Да и сама обстановка, в которой всё происходило! Сам посуди, целомудренный мой Сенека:
Вардий принял меня в помещении, которое он и его слуги именовали «купидестрой». Это был портик в саду, отдаленно напоминающий палестру. Там были ложа различной формы и различные приспособления, о которых я пока могу позволить себе не вспоминать. Я насчитал три статуи Приапа с различными размерами и положениями — да простят меня Веста, Минерва и Диана! — «скакуна», или «стержня жизни», или «челнока восторга» — Вардий вслед за Пелигном использовал множество обозначений для того, что в приличном обществе вообще принято не обозначать.

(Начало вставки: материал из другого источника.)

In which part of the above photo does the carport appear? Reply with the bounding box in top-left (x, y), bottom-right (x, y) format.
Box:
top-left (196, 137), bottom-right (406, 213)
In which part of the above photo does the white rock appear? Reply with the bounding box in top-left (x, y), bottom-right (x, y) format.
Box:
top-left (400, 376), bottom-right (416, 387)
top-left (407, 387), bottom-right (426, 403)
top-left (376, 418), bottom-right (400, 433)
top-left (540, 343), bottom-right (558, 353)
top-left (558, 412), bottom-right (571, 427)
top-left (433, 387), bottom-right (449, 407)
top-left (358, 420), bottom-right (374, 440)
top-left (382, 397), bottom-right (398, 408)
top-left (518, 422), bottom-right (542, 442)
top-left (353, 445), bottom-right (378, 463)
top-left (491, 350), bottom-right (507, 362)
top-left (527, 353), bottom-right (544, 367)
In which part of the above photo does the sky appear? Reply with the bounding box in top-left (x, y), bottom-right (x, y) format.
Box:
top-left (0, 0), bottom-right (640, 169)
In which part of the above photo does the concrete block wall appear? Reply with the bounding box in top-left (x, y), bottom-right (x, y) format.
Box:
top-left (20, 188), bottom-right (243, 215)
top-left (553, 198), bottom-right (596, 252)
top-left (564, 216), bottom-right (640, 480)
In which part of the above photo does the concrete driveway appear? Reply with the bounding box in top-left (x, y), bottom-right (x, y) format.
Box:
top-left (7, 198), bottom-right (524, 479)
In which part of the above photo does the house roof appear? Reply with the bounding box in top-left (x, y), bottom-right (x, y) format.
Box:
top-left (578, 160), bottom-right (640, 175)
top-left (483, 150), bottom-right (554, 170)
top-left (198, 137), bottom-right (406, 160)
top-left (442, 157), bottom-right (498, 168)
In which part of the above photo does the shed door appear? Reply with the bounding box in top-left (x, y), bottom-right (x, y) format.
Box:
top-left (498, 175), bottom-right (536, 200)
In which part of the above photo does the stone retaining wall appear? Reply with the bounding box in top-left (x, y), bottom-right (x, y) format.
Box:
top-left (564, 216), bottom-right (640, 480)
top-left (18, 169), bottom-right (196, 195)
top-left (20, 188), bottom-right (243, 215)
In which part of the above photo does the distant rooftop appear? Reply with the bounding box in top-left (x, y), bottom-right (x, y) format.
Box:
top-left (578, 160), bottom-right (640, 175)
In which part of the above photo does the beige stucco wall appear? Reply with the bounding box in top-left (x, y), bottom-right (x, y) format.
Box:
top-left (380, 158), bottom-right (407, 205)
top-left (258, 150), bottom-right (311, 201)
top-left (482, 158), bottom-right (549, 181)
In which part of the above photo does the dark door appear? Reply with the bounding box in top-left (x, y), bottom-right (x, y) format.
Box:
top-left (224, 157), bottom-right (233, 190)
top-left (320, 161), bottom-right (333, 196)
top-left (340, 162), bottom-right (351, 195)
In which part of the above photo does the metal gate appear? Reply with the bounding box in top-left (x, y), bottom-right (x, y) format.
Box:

Напольные мозаики и настенные фрески изображали эротические сценки, в которых одетые и обнаженные мужчины и женщины «купидонились» и «приапились» друг с другом; этих выражений мне никак не удастся избежать, ибо они были главными терминами в рассказе Эдия Вардия. А потому сразу же объясняю различие: купидонить означает ухаживать и соблазнять, приапить — то самое, что обычно следует за удачным ухаживанием и соблазнением.
И вот еще, Луций! Поначалу всё было пристойно. Вардий усадил меня на ложе, сам сел на соседнее и принялся рассказывать. Но скоро появилась та самая молодая рабыня, которая накануне прижимала меня к стене. Одеяние на ней было совершенно прозрачное. Вардий возлег на кушетке, и она принялась массировать ему лицо. А он продолжал разглагольствовать, лишь изредка прерываясь и отплевываясь, когда благовонные мази попадали ему в рот. Затем она сняла с него тунику, перевернула на живот и стал массировать спину и ноги. Потом перевернула на спину и принялась за грудь, за живот…
Дальше я уже старался не смотреть…
Потом рабыня ушла. Но некоторое время я все еще избегал смотреть в сторону Вардия…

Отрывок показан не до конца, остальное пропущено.